人类嗜T淋巴细胞病毒1型(HTLV-1)是一种神秘的逆转录病毒,可引发使人衰弱的神经炎性疾病——HTLV-1相关脊髓病(HAM),其发病机制尚不清楚。HTLV-1感染和HAM主要影响女性以及被忽视的非白人人群。HAM缺乏改善病情的治疗方法,因为目前的治疗大多只是对症治疗,且借鉴了HIV-1或多发性硬化症的治疗策略。我们对来自巴西、秘鲁、日本、英国、美国5个国家的2500多名HTLV-1感染者的多血统队列的新的公开可用数据进行了系统生物学分析,这些数据包括(表观)基因组学、转录组学、代谢组学和蛋白质组学。利用独特的巴西混合队列,全基因组关联研究(GWAS)揭示了炎症小体传感器中具有全基因组意义(p<5×10)的非洲特异性变异。

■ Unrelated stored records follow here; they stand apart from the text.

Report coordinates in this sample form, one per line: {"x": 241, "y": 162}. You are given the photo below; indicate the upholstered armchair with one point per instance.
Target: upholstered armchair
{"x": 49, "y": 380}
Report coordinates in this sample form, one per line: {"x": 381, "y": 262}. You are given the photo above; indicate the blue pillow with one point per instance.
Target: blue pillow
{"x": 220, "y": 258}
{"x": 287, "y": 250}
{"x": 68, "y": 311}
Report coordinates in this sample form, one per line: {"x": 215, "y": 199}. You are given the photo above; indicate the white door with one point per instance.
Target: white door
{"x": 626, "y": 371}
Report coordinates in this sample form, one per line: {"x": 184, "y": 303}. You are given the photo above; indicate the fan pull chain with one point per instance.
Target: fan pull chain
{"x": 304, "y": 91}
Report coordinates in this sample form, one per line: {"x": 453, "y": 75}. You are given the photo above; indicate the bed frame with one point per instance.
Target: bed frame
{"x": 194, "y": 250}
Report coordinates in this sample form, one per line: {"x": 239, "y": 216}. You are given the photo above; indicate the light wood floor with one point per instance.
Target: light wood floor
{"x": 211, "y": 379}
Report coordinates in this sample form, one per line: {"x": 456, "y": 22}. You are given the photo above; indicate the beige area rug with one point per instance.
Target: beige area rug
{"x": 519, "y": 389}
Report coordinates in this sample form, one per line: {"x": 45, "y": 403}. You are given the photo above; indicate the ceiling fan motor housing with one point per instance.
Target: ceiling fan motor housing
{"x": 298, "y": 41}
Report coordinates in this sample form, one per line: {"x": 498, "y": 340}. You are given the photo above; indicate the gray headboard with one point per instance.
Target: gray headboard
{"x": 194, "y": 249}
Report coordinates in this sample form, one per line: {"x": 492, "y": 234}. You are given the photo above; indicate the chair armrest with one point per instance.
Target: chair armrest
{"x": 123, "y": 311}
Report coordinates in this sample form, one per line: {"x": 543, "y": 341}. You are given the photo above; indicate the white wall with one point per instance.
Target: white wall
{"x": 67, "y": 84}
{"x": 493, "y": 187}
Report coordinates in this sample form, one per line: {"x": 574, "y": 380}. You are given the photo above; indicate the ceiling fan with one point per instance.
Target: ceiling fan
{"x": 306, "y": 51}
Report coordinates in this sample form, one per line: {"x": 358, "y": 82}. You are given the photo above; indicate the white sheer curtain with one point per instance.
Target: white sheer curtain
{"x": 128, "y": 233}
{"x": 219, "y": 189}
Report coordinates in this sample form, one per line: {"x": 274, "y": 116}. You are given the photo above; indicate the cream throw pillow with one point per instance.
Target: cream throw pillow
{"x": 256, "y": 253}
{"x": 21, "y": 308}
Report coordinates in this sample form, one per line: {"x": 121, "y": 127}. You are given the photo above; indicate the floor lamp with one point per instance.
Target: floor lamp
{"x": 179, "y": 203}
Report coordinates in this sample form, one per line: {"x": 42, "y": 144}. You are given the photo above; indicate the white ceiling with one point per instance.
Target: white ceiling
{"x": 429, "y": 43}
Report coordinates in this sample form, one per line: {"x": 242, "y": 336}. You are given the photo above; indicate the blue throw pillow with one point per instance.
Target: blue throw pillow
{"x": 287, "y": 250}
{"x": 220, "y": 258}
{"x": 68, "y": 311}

利用已发表的日本GWAS对与代谢、免疫和神经元基因相对应的提示性基因座(p>5×10)进行了验证。多基因风险评分和前病毒载量是不同血统中独立的疾病预测指标。系统生物学分析显示,神经元/突触信号传导、单核细胞计数、葡萄糖/脂质代谢以及神经认知/抑郁与HAM存在基因关联。药物筛选确定雌激素阻断剂氟维司群为最佳靶点,同时也证实了HDAC抑制剂和免疫抑制剂的现有(临床前)数据。通过单细胞RNA测序,验证的GWAS基因在HAM患者的全血和CD4 T细胞以及脊髓星形胶质细胞、少突胶质细胞和小胶质细胞中均有过表达。我们通过实验证实了多血统队列中载脂蛋白A1/脂质/胆固醇水平降低、单核细胞水平升高以及神经认知评分降低。我们发现逆转录病毒Hbz/Tax过表达、Hbz相互作用组与HAM多组学研究结果之间存在显著的生物学相似性:脂质/胆固醇代谢、雌激素信号传导、神经退行性疾病以及包括EBV在内的病毒途径富集,EBV最近被确定为多发性硬化症的主要驱动因素。总之,我们的数据驱动方法揭示了新的疾病机制和治疗靶点,以及经过验证的多基因风险评分,可用于对高危个体进行有针对性的监测。与其他神经退行性/神经炎性疾病的强烈分子重叠揭示了不相关病毒之间共享的神经致病途径。